Une exigence de liberté…
Sans entrer dans les tenants et les aboutissants des actes, des idées et des traits spécifiques de tous ces Servet, Castellion, Calas, Dreyfus, Ferrer, et bien d’autres encore dont chaque histoire est singulière, il n’en reste pas moins que la longue durée nous donne à voir une certaine continuité des manières par lesquelles les principes de justice les plus élémentaires peuvent être bafoués par les pouvoirs en place à différentes époques. Il n’y a donc pas que de l’anachronisme dans les propos de Stefan Zweig qui, encore une fois, ne relèvent pas d’une démarche d’histoire et se situent à un tout autre niveau. Il y a surtout la belle affirmation d’une exigence fondamentale de liberté.
Ce n’est pourtant pas sur ce thème que porteront les célébrations genevoises de 2009 autour de la figure problématique et peu amène de Jean Calvin. Les manifestations de la mémoire dans l’espace public sont ainsi faites qu’elles dépendent des conditions politiques et des sensibilités dominantes du moment.

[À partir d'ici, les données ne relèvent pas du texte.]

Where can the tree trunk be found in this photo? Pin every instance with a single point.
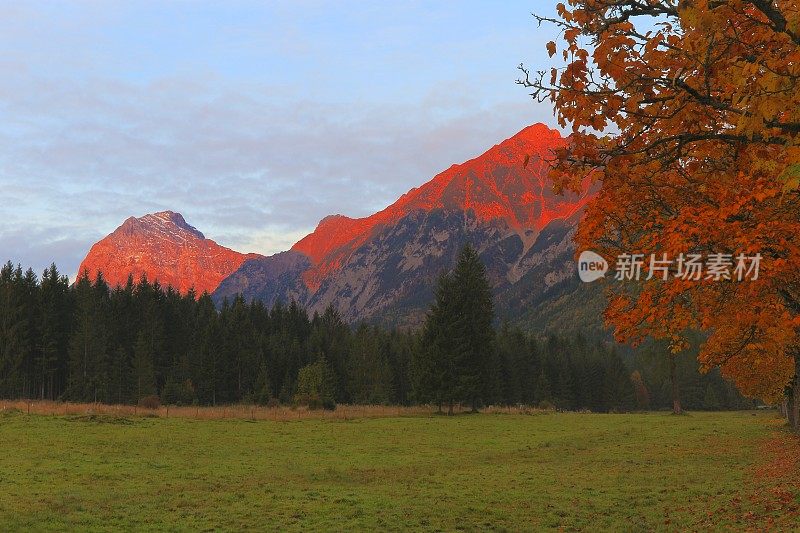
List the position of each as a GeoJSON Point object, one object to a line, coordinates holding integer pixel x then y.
{"type": "Point", "coordinates": [676, 399]}
{"type": "Point", "coordinates": [794, 403]}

Celles de Genève sont ainsi significatives. On peut certes espérer que des manifestations scientifiques les nourriront aussi de connaissances nouvelles et d’analyses critiques. Toutefois, dans une cité qui accueille des organisations internationales vouées à la défense des droits humains, il y aurait peut-être mieux à faire !
Charles Heimberg *
Engagé au cœur de la Réforme, Sébastien Castellion est un exemple d’intellectuel courageux. Disciple de Calvin à Strasbourg puis régent du Collège de Rive fondé par Calvin à Genève, il n’hésite pas à s’opposer à lui. Il n’admet pas les compromissions et les hypocrisies de la théocratie genevoise et s’exile à Bâle où il survivra dans la misère. Mais c’est l’exécution de Miguel Servet sur un bûcher dressé par les Genevois calvinistes qui le poussera à écrire le Traité des Hérétiques.

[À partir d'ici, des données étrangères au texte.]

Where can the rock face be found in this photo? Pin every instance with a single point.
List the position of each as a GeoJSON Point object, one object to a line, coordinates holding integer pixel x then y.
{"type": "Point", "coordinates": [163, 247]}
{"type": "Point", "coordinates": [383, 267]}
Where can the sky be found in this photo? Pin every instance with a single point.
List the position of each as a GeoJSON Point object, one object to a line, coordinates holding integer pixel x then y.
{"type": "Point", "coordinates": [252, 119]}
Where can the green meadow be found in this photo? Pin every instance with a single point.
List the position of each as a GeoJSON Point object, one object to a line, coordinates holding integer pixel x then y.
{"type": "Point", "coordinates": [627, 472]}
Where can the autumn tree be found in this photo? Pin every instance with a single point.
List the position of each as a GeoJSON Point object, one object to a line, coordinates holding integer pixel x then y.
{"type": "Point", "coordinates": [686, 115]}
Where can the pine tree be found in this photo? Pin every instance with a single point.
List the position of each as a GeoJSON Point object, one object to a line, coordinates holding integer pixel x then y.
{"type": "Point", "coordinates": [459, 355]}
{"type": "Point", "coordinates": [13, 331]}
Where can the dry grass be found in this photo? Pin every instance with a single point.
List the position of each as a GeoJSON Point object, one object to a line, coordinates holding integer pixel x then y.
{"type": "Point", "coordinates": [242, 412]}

Avec un style acéré, une grande connaissance des Ecritures et des écrits de son temps, une pointe d’ironie et une bonne dose de courage, Castellion attaque le droit jusqu’alors accepté, des puissants à imposer, par le fer et le feu, leurs opinions à leurs sujets. Cet ouvrage consommera sa rupture avec Calvin qui se lancera dans d’hypocrites explications pour se justifier du supplice de Servet auquel il prétend d’ailleurs n’avoir rien à voir. Sans peur et sans provocation, Castellion répondra alors à la justification de Calvin en la démontant point par point.
Ouvrage précurseur, le Traité des Hérétiques jette les bases philosophiques de la tolérance religieuse, et annonce la philosophie des Lumières.